Ainsi, le Pavillon de week-end expérimental de Grilly (Ain) construit en 1958 et la Maison Novéry (Haute-Savoie), cellule d’habitation en polyuréthane réalisée en 1963, seront très remarqués. Entre 1966 et 1973, il forme un couple à l’atelier comme à la ville avec Claude Costy. Leur production commune, expérimentale et spontanée, témoigne de leur capacité à inventer un nouvel environnement aux formes organiques.

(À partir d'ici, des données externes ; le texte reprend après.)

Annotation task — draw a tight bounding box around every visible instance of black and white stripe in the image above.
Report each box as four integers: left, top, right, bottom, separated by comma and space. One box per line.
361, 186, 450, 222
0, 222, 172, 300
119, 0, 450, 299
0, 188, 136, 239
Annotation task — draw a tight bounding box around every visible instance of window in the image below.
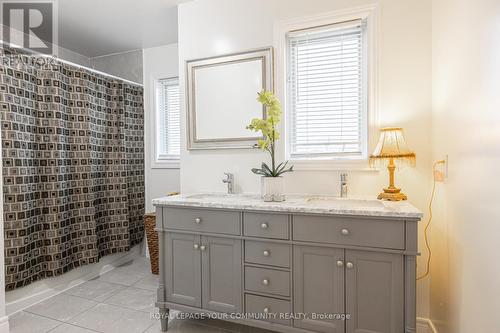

À la fin des années soixante-dix, les réformes successives du permis de construire, puis le choc pétrolier de 1973, portent un coup d’arrêt à ses réalisations. Il s’implique alors dans des opérations de promotion immobilière. Il poursuit néanmoins ses recherches jusqu’à son décès en 2011, à Madras (Inde).
Commissaire d’exposition : Mélina RAMONDENC, doctorante en architecture.